HELLINGER-UCB: A novel algorithm for stochastic multi-armed bandit problem and cold start problem in recommender system
Ruibo Yang, Jiazhou Wang, Andrew Mullhaupt
TL;DR
This work introduces Hellinger-UCB, a novel upper confidence bound strategy for stochastic multi-armed bandits that leverages the squared Hellinger distance to form confidence sets. The algorithm achieves optimal or near-optimal regret in one-parameter exponential-family settings and offers a closed-form solution under binomial rewards, enabling low-latency decisions in large-scale cold-start recommender systems. Theoretical analysis establishes an $O( ext{log}(T))$ regret bound, while numerical simulations and a real-world cold-start application demonstrate superior performance compared to KL-UCB and UCB1. The method provides practical benefits for content recommendation with new items, including faster learning and reduced computation, making it suitable for high-throughput production environments.
Abstract
In this paper, we study the stochastic multi-armed bandit problem, where the reward is driven by an unknown random variable. We propose a new variant of the Upper Confidence Bound (UCB) algorithm called Hellinger-UCB, which leverages the squared Hellinger distance to build the upper confidence bound.

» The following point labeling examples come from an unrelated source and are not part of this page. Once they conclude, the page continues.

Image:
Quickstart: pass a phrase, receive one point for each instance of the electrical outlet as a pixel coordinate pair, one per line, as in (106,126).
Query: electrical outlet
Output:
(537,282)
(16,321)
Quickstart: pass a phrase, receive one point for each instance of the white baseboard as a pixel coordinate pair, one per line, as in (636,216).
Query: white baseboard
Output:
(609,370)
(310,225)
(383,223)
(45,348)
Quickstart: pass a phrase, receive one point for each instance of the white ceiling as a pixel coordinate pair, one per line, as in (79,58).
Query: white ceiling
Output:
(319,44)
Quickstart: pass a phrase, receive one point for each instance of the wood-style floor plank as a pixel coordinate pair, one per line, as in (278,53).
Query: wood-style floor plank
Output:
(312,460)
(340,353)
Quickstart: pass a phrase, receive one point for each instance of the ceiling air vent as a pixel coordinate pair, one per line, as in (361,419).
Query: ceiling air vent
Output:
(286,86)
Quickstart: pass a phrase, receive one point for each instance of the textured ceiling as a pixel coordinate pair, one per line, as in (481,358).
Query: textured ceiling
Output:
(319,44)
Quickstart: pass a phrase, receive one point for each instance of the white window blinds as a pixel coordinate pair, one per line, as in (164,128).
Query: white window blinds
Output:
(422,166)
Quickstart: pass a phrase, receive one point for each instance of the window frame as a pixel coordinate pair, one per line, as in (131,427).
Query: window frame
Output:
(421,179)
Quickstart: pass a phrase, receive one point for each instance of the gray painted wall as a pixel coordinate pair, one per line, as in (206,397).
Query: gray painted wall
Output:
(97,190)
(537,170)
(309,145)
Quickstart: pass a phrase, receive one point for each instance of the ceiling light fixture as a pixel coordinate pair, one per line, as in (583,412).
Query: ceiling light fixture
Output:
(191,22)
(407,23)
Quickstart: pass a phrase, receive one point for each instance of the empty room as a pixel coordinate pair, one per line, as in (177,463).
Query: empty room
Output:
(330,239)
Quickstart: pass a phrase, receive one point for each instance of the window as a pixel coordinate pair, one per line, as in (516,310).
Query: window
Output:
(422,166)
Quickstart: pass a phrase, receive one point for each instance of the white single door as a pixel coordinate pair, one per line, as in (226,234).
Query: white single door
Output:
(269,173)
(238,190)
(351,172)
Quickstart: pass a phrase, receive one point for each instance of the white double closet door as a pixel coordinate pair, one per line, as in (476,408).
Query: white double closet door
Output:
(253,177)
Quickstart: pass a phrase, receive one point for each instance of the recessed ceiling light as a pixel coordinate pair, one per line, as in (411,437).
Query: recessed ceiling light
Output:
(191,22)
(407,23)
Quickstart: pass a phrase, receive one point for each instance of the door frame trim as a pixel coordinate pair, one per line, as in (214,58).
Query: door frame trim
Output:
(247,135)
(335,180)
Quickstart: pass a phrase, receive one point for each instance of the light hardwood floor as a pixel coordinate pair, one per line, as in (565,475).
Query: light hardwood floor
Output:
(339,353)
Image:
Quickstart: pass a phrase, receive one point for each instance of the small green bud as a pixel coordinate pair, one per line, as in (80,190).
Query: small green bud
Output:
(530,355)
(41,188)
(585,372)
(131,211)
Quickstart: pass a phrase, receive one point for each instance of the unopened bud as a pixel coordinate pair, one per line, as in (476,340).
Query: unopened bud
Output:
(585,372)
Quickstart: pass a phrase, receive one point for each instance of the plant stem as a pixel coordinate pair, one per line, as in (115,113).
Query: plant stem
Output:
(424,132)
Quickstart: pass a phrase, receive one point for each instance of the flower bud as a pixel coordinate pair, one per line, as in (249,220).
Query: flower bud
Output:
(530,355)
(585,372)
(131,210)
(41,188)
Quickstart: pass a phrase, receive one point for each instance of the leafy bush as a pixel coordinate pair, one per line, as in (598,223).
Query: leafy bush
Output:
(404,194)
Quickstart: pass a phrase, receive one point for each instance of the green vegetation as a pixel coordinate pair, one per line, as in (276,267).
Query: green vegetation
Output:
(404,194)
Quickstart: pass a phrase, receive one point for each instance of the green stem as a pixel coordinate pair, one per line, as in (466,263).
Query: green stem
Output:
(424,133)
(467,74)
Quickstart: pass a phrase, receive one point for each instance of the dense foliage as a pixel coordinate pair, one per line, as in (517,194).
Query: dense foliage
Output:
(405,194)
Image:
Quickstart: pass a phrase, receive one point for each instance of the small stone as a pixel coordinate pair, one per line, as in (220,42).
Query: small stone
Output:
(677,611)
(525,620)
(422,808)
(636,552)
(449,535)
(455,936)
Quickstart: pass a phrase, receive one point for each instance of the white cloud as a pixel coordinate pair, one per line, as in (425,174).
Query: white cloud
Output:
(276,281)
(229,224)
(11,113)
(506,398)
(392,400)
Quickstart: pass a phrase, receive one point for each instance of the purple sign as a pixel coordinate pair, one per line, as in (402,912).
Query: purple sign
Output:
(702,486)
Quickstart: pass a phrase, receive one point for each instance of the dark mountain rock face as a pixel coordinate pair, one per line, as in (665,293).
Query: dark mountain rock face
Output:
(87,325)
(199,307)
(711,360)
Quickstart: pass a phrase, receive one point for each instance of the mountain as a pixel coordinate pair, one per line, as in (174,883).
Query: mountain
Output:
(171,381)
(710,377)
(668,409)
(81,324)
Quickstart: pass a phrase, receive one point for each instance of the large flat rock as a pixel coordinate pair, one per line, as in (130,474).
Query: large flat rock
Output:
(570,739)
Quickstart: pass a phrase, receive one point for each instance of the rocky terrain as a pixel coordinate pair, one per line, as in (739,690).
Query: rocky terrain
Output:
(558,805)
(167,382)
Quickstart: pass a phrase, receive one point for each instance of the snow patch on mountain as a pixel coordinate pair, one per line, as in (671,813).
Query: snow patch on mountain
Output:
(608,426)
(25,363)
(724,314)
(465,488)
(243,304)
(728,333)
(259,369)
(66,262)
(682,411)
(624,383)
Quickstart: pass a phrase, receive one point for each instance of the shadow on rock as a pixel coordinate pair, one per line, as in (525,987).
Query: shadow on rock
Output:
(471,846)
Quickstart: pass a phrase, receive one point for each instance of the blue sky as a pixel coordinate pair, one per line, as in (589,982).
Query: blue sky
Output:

We prove that the Hellinger-UCB reaches the theoretical lower bound. We also show that the Hellinger-UCB has a solid statistical interpretation. We show that Hellinger-UCB is effective in finite time horizons with numerical experiments between Hellinger-UCB and other variants of the UCB algorithm. As a real-world example, we apply the Hellinger-UCB algorithm to solve the cold-start problem for a content recommender system of a financial app. With reasonable assumption, the Hellinger-UCB algorithm has a convenient but important lower latency feature. The online experiment also illustrates that the Hellinger-UCB outperforms both KL-UCB and UCB1 in the sense of a higher click-through rate (CTR).